Never underestimate the power of fresh blood
Most of you are deep into your season. The staff you brought on this spring has had a full-dose of what motorcycle retailing is all about, and they either love it, or have departed. Unfortunately, the excitement and passion that culminated in anxious anticipation of the riding season has now taken a back seat to the exhaustion of 50- and 60-hour work weeks. The bike that was “new and hot” has now become “… just another piece of metal.” What you need is a new face on the floor (or several). Adding fresh faces to your team can rejuvenate the entire staff, as well as make stale product move with a new perspective.
It amazes me how many dealers go through a search looking for “experienced” salespeople, never considering what exactly they are experienced at. Often we end up having to un-train them so we can retrain them in how we want it done. That continually puts management in a position of fighting the way the employee “used to do it.” Add to that the notion the employee typically wants his paycheck to be commensurate with his “experience” and you often end up with a very expensive baby-sitting project. This old-school model of looking for an experienced candidate is one where we search, hire, then train.
Certainly this decade dictates a different strategy: train, search, then hire. The format here allows for an evening Open House, bringing in people who perhaps had not considered working in our industry for snacks and a “Day in the Life of a Powersports Employee” discussion. Anyone interested is then welcome to come back for a free training session over the next day or two. The format for that training session is relative to your store/location/style, but the idea is to put them into environments where they can role-play and express themselves, giving you a good look at who you’re going to hire prior to actually pulling the trigger.
Benefits of this model include:
• You instantly begin a sort of team camaraderie between new employees trained and hired together. They help each other and watch out for each other and that works in your favor.
• Use your current employees to help with the role plays and ask them what they think are the candidates’ strengths and weaknesses. That edifies and engages your existing employees as well as elevates them in the eyes of the potential new hires. Who is excited to participate? Who is complaining about more work? Maybe you should be replacing that slacker while you’re at it and no better venue than a Train-n-Hire event!
• You often find (through the role-plays) candidates better suited for other positions in the dealerships than the one you are hiring for. Maybe there is a role for that cute blonde girl that isn’t behind the MotorClothes counter because she knows how to ignite a relationship-building conversation, is awesomely competitive and used to work on commission sales at Nordstrom.

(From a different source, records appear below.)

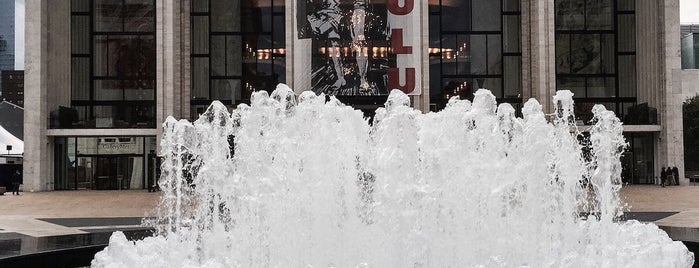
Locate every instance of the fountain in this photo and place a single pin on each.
(313, 184)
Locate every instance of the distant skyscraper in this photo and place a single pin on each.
(7, 36)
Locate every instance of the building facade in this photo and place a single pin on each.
(13, 87)
(103, 75)
(7, 37)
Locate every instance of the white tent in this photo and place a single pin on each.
(6, 138)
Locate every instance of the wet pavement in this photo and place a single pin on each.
(33, 223)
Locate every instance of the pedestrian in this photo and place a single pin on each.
(16, 180)
(663, 176)
(676, 173)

• The fact that you are openly recruiting and hiring for any position keeps all your current employees from becoming complacent and lazy.
What drives employee loyalty?
With so many OEMs pushing the notion of a “Premium Customer Experience,” I wonder why so few dealers focus on a “Premium Employment Experience?”
Turnover is a chronic problem in our industry, yet few choose to focus on what drives an employee’s loyalty. More often than not, an employee’s desire to leave stems from the following:
• Poor management. People don’t leave their jobs as much as they leave their managers. Managers are there to manage and lead their people, not just their departments. Growing your employees is a trait rarely found in our retail space. Require managers to do daily huddles and weekly one-on-ones with the team. Coaching is imperative.
• Ability to progress. Do you have a career path for your employee, or did you just hire him to sit behind the parts counter? Often employees leave to better their careers if they see a dead-end in front of them. Give them a 5-10 year plan with your company.
• No positive feedback. Managers are quick to let employees know what they didn’t do, which comes across as constant criticism. At some point, the employee simply tunes out. Good employees are worth their weight in gold. Appreciate them and recognize them. Atta boys should flow like wine … show a little love.
• Lack of connection. Find out what’s important to your employees. If your staff won a contest, how many would take $500 cash vs. $500 in lottery tickets vs. $500 worth of vacation time? Don’t know? Find out. What’s valuable to the individual and valuable to you may be very different.
• Training, training, training. I’m constantly blown away at how few dealers train their people. Employees are set loose on the showroom floor with little more than an hour of “This is where you do this, and that is where you do that; any questions?” I know what you’re thinking, “What if I spend the time and money to train them, and they leave?” What if you don’t, and they stay? They will be better employees yielding better results for you if they are trained.
The first line of a manager’s job description is, “Recruit.” It’s necessary to keep the pipeline full, knowing that retail in general is an industry with high turnover. Never underestimate the benefits of what that new blood can do for the energy, competitiveness and morale of the store.